Modify the previous code to:

  • Write the axis labels in the right units according to the previous discussion
  • Answer Exercise 2.1, parts 2-5
  • Modifly class particle2 to add a higher order method such as Runge-Kutta

A mini solar system

The presence of other planets implies that the total force on a planet is no longer a central force. Furthermore, since the orbits are not exactly on the same plane, the analysis must be extended to 3D. However, for simplicity, we are going to consider a two-dimensional solar system, with two planets in orbit around the sun.

The equations of motion of the two planets of mass $m_1$ and $m_2$ can be written in vector form as $$\begin{aligned} && m_1\frac{d^2 {\mathbf r}_1}{dt^2}=-\frac{m_1MG}{r_1^3}{\mathbf r}_1+\frac{m_1m_2G}{r_{21}^3}{\mathbf r}_{21}, \\ && m_2\frac{d^2 {\mathbf r}_2}{dt^2}=-\frac{m_2MG}{r_2^3}{\mathbf r}_2+\frac{m_1m_2G}{r_{21}^3}{\mathbf r}_{21},\end{aligned}$$ where ${\mathbf r}_1$ and ${\mathbf r}_2$ are directed form the sun to the planets, and ${\mathbf r}_{21}={\mathbf r}_2-{\mathbf r}_1$ is the vector from planet 1 to planet 2. This is a problem with no analytical solution, but its numerical solution can be obtained extending our previous analysis for the two-body problem.

Exercise 2.2: A three body problem

Let us consider astronomical units, and values for the masses $m_1/M=0.001$ and $m_2/M=0.01$. Consider initial positions $r_1=1$ and $r_2=4/3$ and velocities ${\mathbf v}_{1,2}=(0,\sqrt{GM/r_{1,2}})$.

  1. Write a program to calculate the trajectories of the two planets, and plot them.
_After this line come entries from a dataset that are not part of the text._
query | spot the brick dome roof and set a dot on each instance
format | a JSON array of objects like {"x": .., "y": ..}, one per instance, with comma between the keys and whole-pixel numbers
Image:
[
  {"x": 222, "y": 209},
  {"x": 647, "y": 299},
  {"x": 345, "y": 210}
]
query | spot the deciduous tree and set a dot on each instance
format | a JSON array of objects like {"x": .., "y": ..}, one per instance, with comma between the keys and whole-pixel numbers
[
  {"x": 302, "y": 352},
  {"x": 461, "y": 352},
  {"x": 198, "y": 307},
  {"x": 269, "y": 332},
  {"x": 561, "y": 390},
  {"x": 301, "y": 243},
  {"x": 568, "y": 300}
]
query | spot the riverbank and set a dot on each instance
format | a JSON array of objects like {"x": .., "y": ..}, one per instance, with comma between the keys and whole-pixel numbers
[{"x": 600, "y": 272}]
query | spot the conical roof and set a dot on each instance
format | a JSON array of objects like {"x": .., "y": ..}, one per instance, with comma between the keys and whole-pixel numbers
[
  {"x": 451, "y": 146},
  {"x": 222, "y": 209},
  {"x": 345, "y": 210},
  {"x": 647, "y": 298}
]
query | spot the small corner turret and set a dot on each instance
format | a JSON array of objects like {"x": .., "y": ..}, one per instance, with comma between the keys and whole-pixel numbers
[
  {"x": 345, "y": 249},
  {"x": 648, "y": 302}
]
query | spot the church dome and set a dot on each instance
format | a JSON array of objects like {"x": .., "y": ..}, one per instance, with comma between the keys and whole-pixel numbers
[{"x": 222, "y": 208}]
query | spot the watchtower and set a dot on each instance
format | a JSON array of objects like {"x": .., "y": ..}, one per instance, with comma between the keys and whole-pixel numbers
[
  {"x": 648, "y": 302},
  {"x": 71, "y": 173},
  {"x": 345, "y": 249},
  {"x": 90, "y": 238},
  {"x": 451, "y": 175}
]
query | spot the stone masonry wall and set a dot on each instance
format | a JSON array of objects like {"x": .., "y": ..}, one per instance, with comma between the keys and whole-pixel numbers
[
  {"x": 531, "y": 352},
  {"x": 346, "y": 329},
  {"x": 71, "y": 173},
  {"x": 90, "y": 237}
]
  2. What would the shape and the periods of the orbits be if the don’t interact? What is the qualitative effect of the interaction. Why is one planet affected more by the interaction that the other? Are the angular momentum and energy of planet 1 conserved? Is the total momentum an energy of the two planets conserved?


In [38]:
NPLANETS = 2

m1 = 0.1
r1 = 1.                  # radius of the orbit
v1 = math.sqrt(GM/r1)    # This is the condition for circular orbits 

m2 = 0.01
r2 = 4./3.               # radius of the orbit
v2 = math.sqrt(GM/r2)    # This is the condition for circular orbits 

dt = 0.001               # time step
tmax = 2.
nsteps = int(tmax/dt)

x = np.zeros(shape=(nsteps,NPLANETS))
y = np.zeros(shape=(nsteps,NPLANETS))
vx = np.zeros(shape=(nsteps,NPLANETS)) 
vy = np.zeros(shape=(nsteps,NPLANETS))
energy = np.zeros(shape=(nsteps,NPLANETS))

x[0,0] = r1
y[0,0] = 0.
vx[0,0] = 0.
vy[0,0] = v1
energy[0][0] = 0.5*v1**2 - GM/r1
x[0,1] = r2
y[0,1] = 0.
vx[0,1] = 0.
vy[0,1] = v2
energy[0][1] = 0.5*v2**2 - GM/r2

planets = [particle2]
for i in range(1,NPLANETS):        # create a list of NPLANETS particle2's
    planets.append([particle2])

m = [m1, m2]
for i in range(NPLANETS):
    planets[i] = particle2(m[i], x[0,i], y[0,i], vx[0,i], vy[0,i])

for i in range(1,nsteps):
    for n in range(0,NPLANETS):
        r = math.sqrt(planets[n].x*planets[n].x+planets[n].y*planets[n].y);
        r3 = r * r * r;
        fx = -GM*planets[n].mass*planets[n].x/r3;
        fy = -GM*planets[n].mass*planets[n].y/r3;
        planets[n].euler(fx, fy, dt)

        x[i,n] = planets[n].x
        y[i,n] = planets[n].y
        vx[i,n] = planets[n].vx
        vy[i,n] = planets[n].vy
        energy[i,n] = 0.5*(planets[n].vx**2+planets[n].vy**2) - GM/r

t = np.linspace(0.,tmax,nsteps)

In [39]:
pyplot.plot(x[:,0], y[:,0], color='blue', ls='-', lw=3)
pyplot.plot(x[:,1], y[:,1], color='red', ls='-', lw=3)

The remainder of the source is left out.